Tous sont convaincus que l’ESS au Bénin est essentielle pour répondre aux défis nationaux : chômage des jeunes et des femmes, inégalités, marginalisation, mais aussi besoins en services sociaux, transition écologique et dynamisation des territoires ruraux.
« C’est un vrai projet de société que nous portons aujourd’hui. L’ESS n’est pas un slogan, c’est une réalité quotidienne. C’est un acte de volonté et de résilience face aux inégalités croissantes et aux tensions géopolitiques. L’ESS est notre espace de stabilité, notre moteur de développement local », a estimé Conrad Gbaguidi, président du Conseil économique et social du Bénin.
L’Afrique, par ses initiatives et ses réseaux, est en train de construire une voie propre pour institutionnaliser l’ESS en phase avec ses réalités locales. À la lumière de ces dynamiques, il appartient désormais aux bailleurs et aux gouvernements partenaires de soutenir ce mouvement et de lui donner les moyens de son ambition.
Signataires de cette tribune
M. Rachid ABIDI, directeur du Lab’ESS Tunisie
M. Raymond ADJAKPA ABILE, secrétaire général de la Chambre de commerce et d’industrie du Bénin
Mme Nora Ait Abdellah, directrice de la SFB Maroc
Mme Pauline EFFA, co-fondatrice et coordonnatrice du Forum africain de l'ESS (FORAESS)

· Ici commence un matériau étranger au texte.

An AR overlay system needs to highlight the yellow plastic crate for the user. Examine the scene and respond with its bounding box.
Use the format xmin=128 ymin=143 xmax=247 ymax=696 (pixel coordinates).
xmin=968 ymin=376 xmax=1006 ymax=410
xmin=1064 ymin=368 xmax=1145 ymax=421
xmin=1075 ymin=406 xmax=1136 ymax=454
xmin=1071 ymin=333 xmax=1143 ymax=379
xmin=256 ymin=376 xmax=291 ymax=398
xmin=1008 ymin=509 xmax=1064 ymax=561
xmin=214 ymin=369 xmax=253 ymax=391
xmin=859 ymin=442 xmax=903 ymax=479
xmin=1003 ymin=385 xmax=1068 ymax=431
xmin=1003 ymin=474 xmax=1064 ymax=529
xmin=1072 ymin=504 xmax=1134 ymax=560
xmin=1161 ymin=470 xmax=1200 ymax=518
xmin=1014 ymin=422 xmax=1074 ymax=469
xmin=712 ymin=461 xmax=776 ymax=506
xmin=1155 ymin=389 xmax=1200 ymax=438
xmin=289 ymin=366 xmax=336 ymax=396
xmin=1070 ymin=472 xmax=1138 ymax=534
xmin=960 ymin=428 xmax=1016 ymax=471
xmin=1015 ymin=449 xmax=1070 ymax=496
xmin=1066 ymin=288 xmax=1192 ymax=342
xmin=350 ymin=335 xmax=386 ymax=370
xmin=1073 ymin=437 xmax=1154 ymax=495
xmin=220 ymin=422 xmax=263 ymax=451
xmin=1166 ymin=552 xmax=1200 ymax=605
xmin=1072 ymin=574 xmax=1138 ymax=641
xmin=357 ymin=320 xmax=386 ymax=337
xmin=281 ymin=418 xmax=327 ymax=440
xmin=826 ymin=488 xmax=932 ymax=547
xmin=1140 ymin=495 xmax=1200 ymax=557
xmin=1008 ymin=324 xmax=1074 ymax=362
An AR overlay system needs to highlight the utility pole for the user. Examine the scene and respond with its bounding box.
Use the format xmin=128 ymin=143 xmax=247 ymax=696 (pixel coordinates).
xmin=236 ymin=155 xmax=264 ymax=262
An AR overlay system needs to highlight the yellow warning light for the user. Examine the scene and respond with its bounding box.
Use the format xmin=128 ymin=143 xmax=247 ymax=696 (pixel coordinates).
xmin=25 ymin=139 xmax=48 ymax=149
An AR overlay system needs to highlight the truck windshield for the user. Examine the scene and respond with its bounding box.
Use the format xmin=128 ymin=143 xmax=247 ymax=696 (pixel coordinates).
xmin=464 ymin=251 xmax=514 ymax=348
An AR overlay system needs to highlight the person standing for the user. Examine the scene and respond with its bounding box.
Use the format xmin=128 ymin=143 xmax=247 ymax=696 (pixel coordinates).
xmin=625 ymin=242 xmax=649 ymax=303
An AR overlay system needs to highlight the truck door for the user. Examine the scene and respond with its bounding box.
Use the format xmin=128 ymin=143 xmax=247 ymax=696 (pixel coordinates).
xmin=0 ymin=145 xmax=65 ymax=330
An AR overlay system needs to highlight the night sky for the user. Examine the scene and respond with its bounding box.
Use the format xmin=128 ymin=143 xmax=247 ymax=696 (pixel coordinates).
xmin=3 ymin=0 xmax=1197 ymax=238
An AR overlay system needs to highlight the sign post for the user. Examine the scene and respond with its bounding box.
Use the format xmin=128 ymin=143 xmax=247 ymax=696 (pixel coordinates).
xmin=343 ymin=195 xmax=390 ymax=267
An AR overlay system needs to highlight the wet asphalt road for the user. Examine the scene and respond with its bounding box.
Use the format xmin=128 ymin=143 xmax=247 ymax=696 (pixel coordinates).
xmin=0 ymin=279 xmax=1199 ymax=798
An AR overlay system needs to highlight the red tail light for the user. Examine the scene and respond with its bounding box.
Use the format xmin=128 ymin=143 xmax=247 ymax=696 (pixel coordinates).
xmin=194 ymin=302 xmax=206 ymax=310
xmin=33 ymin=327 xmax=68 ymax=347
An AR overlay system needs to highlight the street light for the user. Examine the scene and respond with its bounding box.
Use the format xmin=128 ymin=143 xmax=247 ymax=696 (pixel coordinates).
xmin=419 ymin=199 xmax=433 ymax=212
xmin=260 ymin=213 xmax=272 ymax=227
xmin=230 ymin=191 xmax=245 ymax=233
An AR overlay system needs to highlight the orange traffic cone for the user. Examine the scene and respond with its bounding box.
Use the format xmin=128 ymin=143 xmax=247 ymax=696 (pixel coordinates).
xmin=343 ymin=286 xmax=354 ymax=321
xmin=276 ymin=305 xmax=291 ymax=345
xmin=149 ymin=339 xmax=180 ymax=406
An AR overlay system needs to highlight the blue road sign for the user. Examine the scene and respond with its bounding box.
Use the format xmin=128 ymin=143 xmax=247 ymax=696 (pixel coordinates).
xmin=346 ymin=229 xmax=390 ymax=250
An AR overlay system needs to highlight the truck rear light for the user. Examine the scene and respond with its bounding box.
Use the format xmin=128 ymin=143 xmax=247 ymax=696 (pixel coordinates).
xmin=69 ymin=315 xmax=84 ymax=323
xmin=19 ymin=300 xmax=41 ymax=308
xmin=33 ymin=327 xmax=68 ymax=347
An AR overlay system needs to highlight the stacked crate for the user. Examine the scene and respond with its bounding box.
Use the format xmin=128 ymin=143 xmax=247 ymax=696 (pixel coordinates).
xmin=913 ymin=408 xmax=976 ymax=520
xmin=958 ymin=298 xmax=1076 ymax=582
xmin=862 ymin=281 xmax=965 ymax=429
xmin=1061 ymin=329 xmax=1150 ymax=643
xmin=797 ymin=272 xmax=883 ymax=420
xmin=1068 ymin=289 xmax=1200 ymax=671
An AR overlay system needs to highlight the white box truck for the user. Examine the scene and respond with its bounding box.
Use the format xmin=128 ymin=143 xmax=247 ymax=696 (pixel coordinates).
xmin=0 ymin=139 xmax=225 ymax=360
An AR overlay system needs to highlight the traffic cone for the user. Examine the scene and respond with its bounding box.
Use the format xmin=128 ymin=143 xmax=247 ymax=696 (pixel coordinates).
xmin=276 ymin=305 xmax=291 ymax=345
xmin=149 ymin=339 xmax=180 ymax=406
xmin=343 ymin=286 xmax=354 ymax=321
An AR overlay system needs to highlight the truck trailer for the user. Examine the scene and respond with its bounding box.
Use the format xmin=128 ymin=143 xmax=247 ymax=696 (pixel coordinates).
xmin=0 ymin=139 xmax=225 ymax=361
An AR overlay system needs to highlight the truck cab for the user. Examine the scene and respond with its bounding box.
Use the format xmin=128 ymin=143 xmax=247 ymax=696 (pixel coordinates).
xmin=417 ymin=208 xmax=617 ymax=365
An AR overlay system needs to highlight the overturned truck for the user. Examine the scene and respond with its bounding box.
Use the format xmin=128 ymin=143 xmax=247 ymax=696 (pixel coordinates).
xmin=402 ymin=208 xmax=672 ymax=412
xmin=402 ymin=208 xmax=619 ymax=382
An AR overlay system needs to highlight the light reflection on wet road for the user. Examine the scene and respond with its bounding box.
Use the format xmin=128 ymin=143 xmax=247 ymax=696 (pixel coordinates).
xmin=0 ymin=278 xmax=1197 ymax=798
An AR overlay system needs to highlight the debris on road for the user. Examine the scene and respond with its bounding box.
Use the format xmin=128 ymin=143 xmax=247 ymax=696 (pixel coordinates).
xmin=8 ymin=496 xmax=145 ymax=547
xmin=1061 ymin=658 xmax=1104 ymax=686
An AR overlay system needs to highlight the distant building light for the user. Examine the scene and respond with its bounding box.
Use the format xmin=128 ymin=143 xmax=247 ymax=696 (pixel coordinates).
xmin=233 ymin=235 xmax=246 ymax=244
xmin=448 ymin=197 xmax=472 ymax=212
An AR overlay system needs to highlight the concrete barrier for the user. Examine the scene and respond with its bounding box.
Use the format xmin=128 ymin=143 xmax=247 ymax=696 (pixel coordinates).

Mme Kèmi FAKAMBI, directrice générale de SENS Bénin SCOOPs
M. Conrad GBAGUIDI, président du Conseil économique et social du Bénin
M. Jules GOUHAN, président du Réseau ivoirien de l’ESS (RIESS)
Mme Marie Christina KOLO, directrice régionale Océan Indien, PULSE & PPI
M. Alexandre LOURIE, directeur général international du Groupe SOS
Mme Laetitia MAPAGA, présidente du Réseau de l’économie sociale et solidaire du Gabon (RESS-GA)
M. Martin TOHOU, vice-président du Groupe béninois de l’économie sociale et solidaire (GBESS)
Mme Xuan-Dai VERET, directrice générale Groupe SOS Consulting
[1] L'Union européenne (UE) et l’Organisation des États d'Afrique, des Caraïbes et du Pacifique (OEACP) cofinancent, dans le cadre du 11ème FED, avec le ministère fédéral allemand de la coopération économique et du développement (BMZ) et le British Council, une « Facilité d'assistance technique visant à améliorer l'environnement des entreprises et le climat des affaires par un dialogue structuré » (Investment Climate Reform Facility). Cette Facilité est mise en œuvre conjointement par la Deutsche Gesellschaft für Internationale Zusammenarbeit (GIZ), le British Council, Expertise France et SNV.